De 1981 à nos jours:
Dans les années 1980 la politique multiculturelle du Canada est réaffirmée par la loi sur le multiculturalisme canadien qui est adoptée unanimement par le parlement en 1988. Quelques années auparavant la charte canadienne des droits et libertés établissait dans la législation la garantie de la liberté et de l’égalité pour tous les individus peu importe leur origine et la lutte contre toute forme de discrimination (source de défi des autorités à cette époque). Cette charte est un élément historique fondamental dans la consolidation de la politique multiculturelle canadienne. En 1994, le ministère citoyenneté et immigration Canada est créé ; celui-ci a pour vocation de gérer l’immigration au niveau des critères d’admissibilité, du nombre d’immigrants nécessaires par an, mais ce ministère s’occupe également de conférer la citoyenneté aux immigrants et de la mise en place de service permettant une meilleures intégration aux résidents permanents. Ces derniers sont les personnes admises au Canada soit pour travailler, soit pour rejoindre leur famille soit pour être protégé. C’est trois conditions représentent les catégories de classement des résidents permanents au Canada.

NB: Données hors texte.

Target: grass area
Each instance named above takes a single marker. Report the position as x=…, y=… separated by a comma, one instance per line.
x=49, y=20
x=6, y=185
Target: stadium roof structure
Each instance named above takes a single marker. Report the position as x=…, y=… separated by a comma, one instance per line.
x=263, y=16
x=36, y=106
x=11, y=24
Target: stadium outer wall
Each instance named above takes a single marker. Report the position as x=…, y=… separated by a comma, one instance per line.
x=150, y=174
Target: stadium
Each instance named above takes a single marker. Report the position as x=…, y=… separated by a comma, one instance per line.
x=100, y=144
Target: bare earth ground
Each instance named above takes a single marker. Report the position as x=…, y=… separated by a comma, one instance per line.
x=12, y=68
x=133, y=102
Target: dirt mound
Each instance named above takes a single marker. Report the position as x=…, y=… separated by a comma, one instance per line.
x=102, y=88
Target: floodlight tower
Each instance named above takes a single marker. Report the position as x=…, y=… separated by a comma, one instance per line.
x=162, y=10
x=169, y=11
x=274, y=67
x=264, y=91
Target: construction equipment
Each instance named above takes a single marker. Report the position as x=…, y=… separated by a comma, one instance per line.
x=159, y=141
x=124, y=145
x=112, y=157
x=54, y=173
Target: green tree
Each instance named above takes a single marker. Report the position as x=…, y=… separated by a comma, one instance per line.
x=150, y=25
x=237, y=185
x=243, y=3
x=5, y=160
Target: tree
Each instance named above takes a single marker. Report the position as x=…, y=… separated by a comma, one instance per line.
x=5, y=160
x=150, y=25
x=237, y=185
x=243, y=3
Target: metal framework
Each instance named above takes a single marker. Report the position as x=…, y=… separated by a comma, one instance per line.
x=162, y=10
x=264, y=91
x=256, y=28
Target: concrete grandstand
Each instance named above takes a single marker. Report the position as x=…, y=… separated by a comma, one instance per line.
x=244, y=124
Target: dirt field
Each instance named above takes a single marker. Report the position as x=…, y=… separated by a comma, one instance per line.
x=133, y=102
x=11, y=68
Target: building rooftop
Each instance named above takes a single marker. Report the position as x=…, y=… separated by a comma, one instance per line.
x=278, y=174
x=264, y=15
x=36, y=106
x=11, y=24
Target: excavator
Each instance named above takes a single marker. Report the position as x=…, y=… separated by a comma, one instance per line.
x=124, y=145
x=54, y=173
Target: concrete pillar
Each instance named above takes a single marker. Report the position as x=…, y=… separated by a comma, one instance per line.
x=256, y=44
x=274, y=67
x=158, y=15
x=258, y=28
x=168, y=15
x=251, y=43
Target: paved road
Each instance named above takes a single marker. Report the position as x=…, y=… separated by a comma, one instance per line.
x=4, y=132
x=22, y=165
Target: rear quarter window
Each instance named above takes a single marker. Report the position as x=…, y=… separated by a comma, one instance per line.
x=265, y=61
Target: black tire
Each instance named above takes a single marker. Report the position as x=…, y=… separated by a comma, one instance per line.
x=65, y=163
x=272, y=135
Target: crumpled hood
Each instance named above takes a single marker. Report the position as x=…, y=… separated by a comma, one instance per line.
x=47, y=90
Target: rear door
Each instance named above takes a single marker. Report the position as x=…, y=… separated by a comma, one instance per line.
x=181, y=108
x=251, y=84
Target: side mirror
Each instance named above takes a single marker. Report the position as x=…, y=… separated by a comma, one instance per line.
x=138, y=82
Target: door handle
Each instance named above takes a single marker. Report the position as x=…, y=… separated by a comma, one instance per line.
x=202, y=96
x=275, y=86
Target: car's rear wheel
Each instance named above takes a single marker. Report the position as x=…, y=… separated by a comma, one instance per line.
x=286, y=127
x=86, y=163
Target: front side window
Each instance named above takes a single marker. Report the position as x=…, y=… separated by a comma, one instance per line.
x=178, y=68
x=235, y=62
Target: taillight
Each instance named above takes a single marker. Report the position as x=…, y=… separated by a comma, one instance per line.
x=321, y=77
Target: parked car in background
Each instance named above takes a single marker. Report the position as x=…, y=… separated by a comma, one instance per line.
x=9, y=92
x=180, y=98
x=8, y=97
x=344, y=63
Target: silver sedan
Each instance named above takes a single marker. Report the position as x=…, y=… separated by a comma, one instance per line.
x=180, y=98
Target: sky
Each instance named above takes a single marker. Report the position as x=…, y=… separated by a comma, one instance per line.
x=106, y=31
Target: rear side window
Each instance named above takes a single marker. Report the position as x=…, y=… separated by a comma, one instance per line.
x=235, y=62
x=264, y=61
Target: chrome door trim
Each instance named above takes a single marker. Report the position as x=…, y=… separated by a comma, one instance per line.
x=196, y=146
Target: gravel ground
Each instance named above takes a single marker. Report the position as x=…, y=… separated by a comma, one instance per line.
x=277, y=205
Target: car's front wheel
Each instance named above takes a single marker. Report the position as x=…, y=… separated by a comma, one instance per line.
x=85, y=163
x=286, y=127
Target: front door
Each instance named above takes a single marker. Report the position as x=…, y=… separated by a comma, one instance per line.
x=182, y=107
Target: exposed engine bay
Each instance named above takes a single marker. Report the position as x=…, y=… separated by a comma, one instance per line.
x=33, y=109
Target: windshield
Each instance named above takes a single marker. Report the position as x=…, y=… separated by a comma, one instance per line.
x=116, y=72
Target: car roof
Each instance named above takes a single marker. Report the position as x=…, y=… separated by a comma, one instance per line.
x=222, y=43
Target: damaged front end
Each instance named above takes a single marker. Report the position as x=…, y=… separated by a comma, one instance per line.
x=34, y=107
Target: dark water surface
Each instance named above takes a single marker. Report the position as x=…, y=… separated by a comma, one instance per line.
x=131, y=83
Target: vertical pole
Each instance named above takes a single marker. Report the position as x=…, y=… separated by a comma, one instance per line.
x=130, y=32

Chaque année des plans concernant l’immigration sont établis afin de définir le nombre d’immigrants nécessaires au pays, surtout sur le plan économique. Les individus sélectionnés sont répartis de manière plus ou moins équivalente entre les trois catégories et ces plans sont rigoureusement respectés par les autorités. L’immigration, avec la mise en place du multiculturalisme, est véritablement conçue comme étant une ressource pour le pays et non comme quelque chose de négatif. L’étranger est pensé comme étant un individu qui soutient l’économie et la culture du pays et donc sa prospérité. Selon un enquête de 2002 83% des canadiens interrogés, pensent l’intégration des citoyens d’origine étrangère comme positive[1].
Ceci concerne le niveau fédéral, mais au niveau des provinces, ces dernières possèdent elles aussi des corps politiques plus ou moins important qui s’occupe de l’application du multiculturalisme. Dans la majorité des cas, les provinces possèdent des sortes de conseil qui proposent à l’Etat fédéral diverses mesures, solutions concernant la cohabitation des différentes cultures tout en diffusant les valeurs canadiennes. Seul le Québec a adopté une constitution particulière pour appliquer la politique multiculturelle. En effet, bien que le gouvernement québécois reconnait la diversité culturelle, la promotion de celle-ci s’effectue dans un cadre où la francophonie est malgré tout conçue comme dominante est indétrônable face aux autres cultures.
La multiplication des lois, des codes ou des chartes qui a eu lieu depuis la mise en place de la politique multiculturelle, a pour objectif final de faire naître un sentiment d’attachement et d’appartenance au Canada chez l’ensemble des nouveaux arrivants. En 2003, 88% des canadiens déclaraient avoir un fort sentiment d’appartenance à l’égard de leur pays ; sachant que en moyenne 80 % des immigrés acquièrent la nationalité au bout de trois ans de résidence au Canada. Ceci signifie, qu’une grande partie des 88 % d’individus qui ont cochés cette affirmation, sont des citoyens canadiens d’adoption[2].
Ce qui est d’autant plus inédit dans le multiculturalisme canadien, c’est que l’immigration est au centre de l’ensemble des préoccupations sociales et économiques puisque plusieurs organismes qui seraient vraisemblablement indépendants les uns des autres collaborent ensemble afin que les individus réussissent à s’intégrer dans la société canadienne de manière harmonieuse.
[1] http://www.chrc-ccdp.ca/media_room/speeches-fr.asp?id=162&content_type=2.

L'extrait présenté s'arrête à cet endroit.